Ancora no. Sempre no. Sembra che i bambini a quest’età non sappiano dire altro. Adoro anche i suoi no, anche se a volte mi fanno diventare matto. A volte mi chiedo se con Chiara sarebbe diverso, se lei sarebbe capace di far breccia nel suo muro di ostinazione più di quanto riesca a fare io. Ma Chiara non c’è ed è inutile starci a pensare. Serve solo a mettermi tristezza. Ed essere triste, stasera, è l’ultima cosa che voglio.
-Sì che ci andiamo. Ti racconto un’altra storia, dove non ci sono lupi che fanno strillare le bambine e i porcellini. Ti racconto la storia… – lascio la frase in sospeso, fingendo di passare mentalmente in rassegna tutto il mio repertorio. Tanto lo so che fra poco…
-Di Raperonzolo! – strilla Gaia tutta eccitata.
Opporc..! Odio Raperonzolo con tutto me stesso, eppure accolgo la sua richiesta con quel po’ di entusiasmo che riesco a simulare, la prendo in braccio e la porto in camera. Il suo lettino con le sbarre è accanto al grande letto matrimoniale dove Chiara mi manca ancora, ogni notte. Ci sdraiamo insieme sul lettone e comincio a raccontare, accarezzando piano i suoi riccioli neri, le sue guance rotonde, il suo nasino minuscolo, perfetto. La sua piccola mano gioca con le mie dita e io le accarezzo il palmo con la punta del pollice, descrivendo piccoli cerchi lenti che la rilassano a poco a poco. Per fortuna si addormenta prima che l’odiosa Raperonzolo debba srotolare giù dalla torre la sua lunga treccia d’oro.
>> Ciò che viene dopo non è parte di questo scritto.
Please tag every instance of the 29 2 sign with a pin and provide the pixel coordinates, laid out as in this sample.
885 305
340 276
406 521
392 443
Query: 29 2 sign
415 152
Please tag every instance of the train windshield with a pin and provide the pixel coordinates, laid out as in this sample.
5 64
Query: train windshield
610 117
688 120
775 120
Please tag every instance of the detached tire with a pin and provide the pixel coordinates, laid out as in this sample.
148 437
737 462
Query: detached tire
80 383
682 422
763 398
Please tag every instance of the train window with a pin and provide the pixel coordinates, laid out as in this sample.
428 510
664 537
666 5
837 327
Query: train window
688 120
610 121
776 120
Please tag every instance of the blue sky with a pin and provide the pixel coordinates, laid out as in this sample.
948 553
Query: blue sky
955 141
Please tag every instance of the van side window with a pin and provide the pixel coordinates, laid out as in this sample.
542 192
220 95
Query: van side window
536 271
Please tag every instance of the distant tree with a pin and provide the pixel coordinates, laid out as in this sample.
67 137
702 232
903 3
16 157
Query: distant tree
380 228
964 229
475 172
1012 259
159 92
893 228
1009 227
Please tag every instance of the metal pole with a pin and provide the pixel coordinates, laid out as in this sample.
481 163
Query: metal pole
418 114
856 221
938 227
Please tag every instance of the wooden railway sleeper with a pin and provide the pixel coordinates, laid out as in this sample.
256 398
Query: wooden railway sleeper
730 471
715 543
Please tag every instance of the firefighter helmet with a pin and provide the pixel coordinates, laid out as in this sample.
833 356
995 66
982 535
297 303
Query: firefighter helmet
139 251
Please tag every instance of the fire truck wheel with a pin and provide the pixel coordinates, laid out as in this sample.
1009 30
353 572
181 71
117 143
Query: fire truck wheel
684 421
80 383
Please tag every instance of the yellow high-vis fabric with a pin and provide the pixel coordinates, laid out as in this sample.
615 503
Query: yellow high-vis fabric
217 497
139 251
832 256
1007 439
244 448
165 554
Le sfioro la fronte con un bacio e la prendo delicatamente fra le braccia, spostandola verso il centro del letto, per essere sicuro che non cada. Da una parte e dall’altra metto i due cuscini, a mo’ di barriera. Dorme come un sasso, la mia piccina.
Torno nell’altra stanza, mi siedo sul divano allungando le gambe davanti a me e poggiando i piedi sul tavolinetto da fumo, accanto al cellulare. Sono le 11 di una calda serata di inizio estate e non so decidermi ad andare a letto. Sono stanco e stanotte ho del lavoro da fare, ma ho una voglia matta di lei, stasera. Ho voglia di sentirla, di parlarle, di toccarla. Accendo la tv, cercando un po’ di oblio a buon mercato. Passo da un canale all’altro senza neanche vedere le immagini che mi sfilano davanti, tenendo il volume bassissimo per non disturbare Gaia. No, è inutile. Spengo e vado a buttarmi sul letto, accanto a lei, ascoltando il suo respiro leggero e regolare che mi culla e mi rassicura. Lei è la mia casetta di paglia, dove ogni sera trovo rifugio cercando di sfuggire al mio dolore, alla mia tristezza. E poco importa se al mattino qualcuno soffierà e io mi sentirò di nuovo nudo e indifeso, in balia del mondo.
Ora sono qui, con lei. Che è parte di me. Come Chiara.